De là est née une idée : lancer un blogue où elle pourrait communiquer ses recettes de purée originales et délicieuses à d'autres mamans. BabyFoodE était né. Lancé en 2013, le blogue connaît un succès fou, au point où Mme Oliver quitte son emploi pour se consacrer à sa passion. En 2015, elle lance même son livre de recettes, Little Foodie.

Son approche est simple : la nourriture que vous donnez à votre bébé, au fond, ressemble beaucoup à ce que vous, adultes, mangez... Seulement, elle se présente sous forme de purée ! Un concept qui fait mouche, puisque, aujourd'hui, des foodies de partout sur la planète cuisinent ses appétissantes recettes de purées et de plats pour enfants, que la maman met en valeur dans de superbes photos léchées.

Sortir des carcans

C'est le même genre de réflexion qui a mené la nutritionniste Julie DesGroseilliers à publier son livre Bébé a faim, cet automne. «Lorsque j'ai eu ma fille, qui a aujourd'hui trois ans et demi, j'étais super excitée à l'idée de lui donner ses premiers repas. Je suis donc partie magasiner des livres sur les purées... Méchant turn-off ! Les recettes étaient plates et pas originales. La purée de carottes, c'est bien, mais il y a autre chose !», s'indigne-t-elle.

Son conseil ? Osez mélanger les aliments ! «Certains parents croient encore qu'il faut donner les aliments seuls, sans les mélanger, constate-t-elle. C'est important de le faire lorsqu'on introduit un nouvel aliment, mais après deux ou trois essais sans réaction allergique, on peut créer des mélanges et oser. C'est là que ça devient foodie et amusant !»

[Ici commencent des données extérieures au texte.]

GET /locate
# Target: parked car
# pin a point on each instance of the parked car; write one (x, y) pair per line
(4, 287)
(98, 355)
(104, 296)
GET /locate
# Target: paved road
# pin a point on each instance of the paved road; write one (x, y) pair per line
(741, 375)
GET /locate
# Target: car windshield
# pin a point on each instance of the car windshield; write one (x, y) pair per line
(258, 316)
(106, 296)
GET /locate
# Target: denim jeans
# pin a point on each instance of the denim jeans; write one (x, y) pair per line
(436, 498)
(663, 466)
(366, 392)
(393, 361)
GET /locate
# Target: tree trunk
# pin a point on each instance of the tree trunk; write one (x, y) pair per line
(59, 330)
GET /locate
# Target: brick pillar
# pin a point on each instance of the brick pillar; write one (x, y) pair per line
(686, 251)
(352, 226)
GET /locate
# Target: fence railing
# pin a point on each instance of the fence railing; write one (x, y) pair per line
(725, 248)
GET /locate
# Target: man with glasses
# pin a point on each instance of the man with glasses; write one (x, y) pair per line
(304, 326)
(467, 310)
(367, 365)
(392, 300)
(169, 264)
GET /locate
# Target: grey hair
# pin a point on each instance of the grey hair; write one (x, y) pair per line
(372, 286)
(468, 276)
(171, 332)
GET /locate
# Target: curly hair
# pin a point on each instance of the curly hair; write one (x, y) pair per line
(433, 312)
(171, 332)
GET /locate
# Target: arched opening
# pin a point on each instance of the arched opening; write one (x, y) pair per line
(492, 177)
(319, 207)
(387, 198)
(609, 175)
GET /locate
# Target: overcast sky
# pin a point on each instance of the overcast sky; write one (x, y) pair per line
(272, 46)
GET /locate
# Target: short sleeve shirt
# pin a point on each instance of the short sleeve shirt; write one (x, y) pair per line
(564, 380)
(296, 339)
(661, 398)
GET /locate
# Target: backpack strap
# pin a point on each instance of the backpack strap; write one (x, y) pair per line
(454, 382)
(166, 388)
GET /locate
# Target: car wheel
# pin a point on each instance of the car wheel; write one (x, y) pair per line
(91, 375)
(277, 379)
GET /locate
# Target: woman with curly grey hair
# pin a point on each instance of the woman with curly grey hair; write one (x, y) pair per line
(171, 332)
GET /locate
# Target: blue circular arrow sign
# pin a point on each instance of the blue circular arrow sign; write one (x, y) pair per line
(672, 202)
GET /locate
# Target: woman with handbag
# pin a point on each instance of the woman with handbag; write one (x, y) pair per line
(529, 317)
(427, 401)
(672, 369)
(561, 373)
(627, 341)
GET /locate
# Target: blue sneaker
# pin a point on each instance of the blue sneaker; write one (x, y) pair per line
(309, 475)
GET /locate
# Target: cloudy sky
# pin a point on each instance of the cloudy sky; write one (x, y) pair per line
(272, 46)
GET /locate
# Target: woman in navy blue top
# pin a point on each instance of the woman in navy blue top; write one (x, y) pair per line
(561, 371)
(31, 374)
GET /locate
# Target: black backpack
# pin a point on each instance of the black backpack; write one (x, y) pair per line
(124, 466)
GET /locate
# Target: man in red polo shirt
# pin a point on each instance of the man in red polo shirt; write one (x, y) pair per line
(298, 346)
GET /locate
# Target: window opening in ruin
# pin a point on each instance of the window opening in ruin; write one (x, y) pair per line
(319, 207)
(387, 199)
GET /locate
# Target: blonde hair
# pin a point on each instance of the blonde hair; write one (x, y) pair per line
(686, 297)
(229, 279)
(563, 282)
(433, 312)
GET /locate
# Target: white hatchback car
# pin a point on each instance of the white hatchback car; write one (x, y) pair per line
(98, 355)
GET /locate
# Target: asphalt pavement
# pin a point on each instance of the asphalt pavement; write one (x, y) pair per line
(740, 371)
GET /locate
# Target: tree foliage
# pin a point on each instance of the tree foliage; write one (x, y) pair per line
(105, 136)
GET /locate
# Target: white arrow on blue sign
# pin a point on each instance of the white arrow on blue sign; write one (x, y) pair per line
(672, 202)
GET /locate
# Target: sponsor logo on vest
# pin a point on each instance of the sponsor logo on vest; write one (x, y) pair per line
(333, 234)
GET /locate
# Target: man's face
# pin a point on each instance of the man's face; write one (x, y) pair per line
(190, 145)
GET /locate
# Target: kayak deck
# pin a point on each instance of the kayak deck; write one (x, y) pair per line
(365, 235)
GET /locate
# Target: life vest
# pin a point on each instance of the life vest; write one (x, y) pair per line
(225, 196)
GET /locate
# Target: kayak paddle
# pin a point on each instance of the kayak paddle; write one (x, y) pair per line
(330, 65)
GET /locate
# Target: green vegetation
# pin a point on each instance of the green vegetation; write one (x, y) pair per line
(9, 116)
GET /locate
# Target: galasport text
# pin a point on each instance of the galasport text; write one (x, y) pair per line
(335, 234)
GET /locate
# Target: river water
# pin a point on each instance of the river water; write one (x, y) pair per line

Par exemple, combinez les légumes racines ensemble, ajoutez des épinards à vos purées de fruits, écrasez ensemble banane et avocat, servez au petit-déjeuner de l'avoine avec du lait de coco, ajoutez le goût sucré de la pomme à une purée de poulet... Les possibilités sont presque infinies.

De même, pourquoi les graines de chanvre ou de chia, le chou frisé, le quinoa ou les edamames, autant d'aliments auxquels on accole l'étiquette de «super», seraient-ils réservés aux adultes ? En effet, il serait fou de priver les bébés et les enfants de leurs vertus nutritionnelles, ajoute-t-elle.

Explosions de saveurs

En octobre dernier, le chef Danny St-Pierre a publié sur sa page Facebook une photo de son bébé, alors âgé d'à peine 7 mois, avec la description suivante : «Jeannette mange de l'aiglefin aux courgettes safranées et raisins blonds.» C'est ce qui nous a donné l'idée de lui demander son avis sur la question. Qui de mieux placé qu'un chef pour créer une nouvelle génération de bébés foodies ?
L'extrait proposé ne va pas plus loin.